Partial Derivative: Finding the vector on a scalar field at point (3,5)

[fluxer5]

Homework Statement

A scalar field is given by the function: ∅ = 3x²y + 4y²
a) Find del ∅ at the point (3,5)
b) Find the component of del ∅ that makes a -60^o angle with the axis at the point (3,5)

Homework Equations

del ∅ = d∅/dx + d∅/dy

The Attempt at a Solution

I completed part a:
del ∅ = (6xy+4y²)$\hat{i}$ + (3x²+8y)$\hat{j}$ = 120$\hat{i}$ + 67$\hat{j}$ (this answer is correct)

I am having trouble with part b. My gut feeling is that I need to take a dot product; project the vector from 'part a' onto the vector that makes "a -60^o angle with the axis."

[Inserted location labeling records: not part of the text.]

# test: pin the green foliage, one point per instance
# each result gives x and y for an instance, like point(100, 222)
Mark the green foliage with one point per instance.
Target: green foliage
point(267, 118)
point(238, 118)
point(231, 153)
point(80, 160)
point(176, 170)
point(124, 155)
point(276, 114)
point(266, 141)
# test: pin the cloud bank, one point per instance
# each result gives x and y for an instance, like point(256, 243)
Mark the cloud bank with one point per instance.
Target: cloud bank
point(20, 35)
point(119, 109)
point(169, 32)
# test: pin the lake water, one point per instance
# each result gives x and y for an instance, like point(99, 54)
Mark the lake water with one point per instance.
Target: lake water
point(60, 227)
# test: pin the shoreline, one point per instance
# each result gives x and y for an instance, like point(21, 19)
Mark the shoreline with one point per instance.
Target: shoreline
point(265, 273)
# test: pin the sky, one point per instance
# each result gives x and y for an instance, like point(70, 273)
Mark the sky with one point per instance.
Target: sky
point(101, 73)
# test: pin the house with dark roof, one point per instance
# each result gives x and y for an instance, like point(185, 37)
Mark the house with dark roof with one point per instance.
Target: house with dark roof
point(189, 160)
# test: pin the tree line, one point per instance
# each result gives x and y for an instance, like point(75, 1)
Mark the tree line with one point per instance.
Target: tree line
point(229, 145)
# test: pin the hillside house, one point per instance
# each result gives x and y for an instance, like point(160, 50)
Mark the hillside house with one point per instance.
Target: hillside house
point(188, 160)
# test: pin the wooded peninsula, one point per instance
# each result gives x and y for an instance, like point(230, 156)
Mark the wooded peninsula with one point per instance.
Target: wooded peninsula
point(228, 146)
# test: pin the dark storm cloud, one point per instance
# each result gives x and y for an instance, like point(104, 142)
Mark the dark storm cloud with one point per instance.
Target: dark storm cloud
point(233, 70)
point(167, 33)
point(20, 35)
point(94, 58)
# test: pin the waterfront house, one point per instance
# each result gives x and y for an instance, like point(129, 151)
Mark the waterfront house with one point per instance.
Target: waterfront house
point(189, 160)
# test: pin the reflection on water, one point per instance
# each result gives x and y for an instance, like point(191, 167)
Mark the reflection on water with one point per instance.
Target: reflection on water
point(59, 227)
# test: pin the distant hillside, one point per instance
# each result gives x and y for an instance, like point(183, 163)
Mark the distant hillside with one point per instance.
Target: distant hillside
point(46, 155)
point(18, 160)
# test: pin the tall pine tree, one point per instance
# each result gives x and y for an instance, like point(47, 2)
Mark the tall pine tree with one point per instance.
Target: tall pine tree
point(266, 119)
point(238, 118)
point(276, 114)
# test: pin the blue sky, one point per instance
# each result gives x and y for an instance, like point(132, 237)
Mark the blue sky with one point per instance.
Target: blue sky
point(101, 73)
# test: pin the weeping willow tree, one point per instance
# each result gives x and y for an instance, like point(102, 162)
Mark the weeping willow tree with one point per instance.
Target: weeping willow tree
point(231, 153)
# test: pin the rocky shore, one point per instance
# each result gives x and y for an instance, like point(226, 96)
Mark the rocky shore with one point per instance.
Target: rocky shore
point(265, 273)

Assuming the equation is |a||b|cosθ,

• I think a = 120$\hat{i}$ + 67$\hat{j}$
• I'm not sure what b is. Maybe a unit vector?
• I'm thinking θ is 60^o + atan(67/120)

Also, I'm assuming the "axis" that the problem refers to is the x-axis. The answer is -13.02.

Thank you for any help.

EDIT: Oops. 120i + 67j is not correct; it's 90i + 67j. |90i + 67j|cos(60+atan(67/90)) = -13.02

 

[SammyS]

Homework Statement

A scalar field is given by the function: ∅ = 3x²y + 4y²
a) Find del ∅ at the point (3,5)
b) Find the component of del ∅ that makes a -60^o angle with the axis at the point (3,5)

Homework Equations

del ∅ = d∅/dx + d∅/dy

The Attempt at a Solution

I completed part a:
del ∅ = (6xy+4y²)$\hat{i}$ + (3x²+8y)$\hat{j}$ = 120$\hat{i}$ + 67$\hat{j}$ (this answer is correct)

I am having trouble with part b. My gut feeling is that I need to take a dot product; project the vector from 'part a' onto the vector that makes "a -60^o angle with the axis."

Assuming the equation is |a||b|cosθ,

• I think a = 120$\hat{i}$ + 67$\hat{j}$
• I'm not sure what b is. Maybe a unit vector?
• I'm thinking θ is 60^o + atan(67/120)

Also, I'm assuming the "axis" that the problem refers to is the x-axis. The answer is -13.02.

Thank you for any help.

EDIT: Oops. 120i + 67j is not correct; it's 90i + 67j. |90i + 67j|cos(60+atan(67/90)) = -13.02

Hello luxer5. Welcome to PF !

$\cos(\theta)\hat{i}+\sin(\theta)\hat{j}$ is a vector that makes an angle of θ with the positive x-axis. It also happens to have a magnitude of 1 .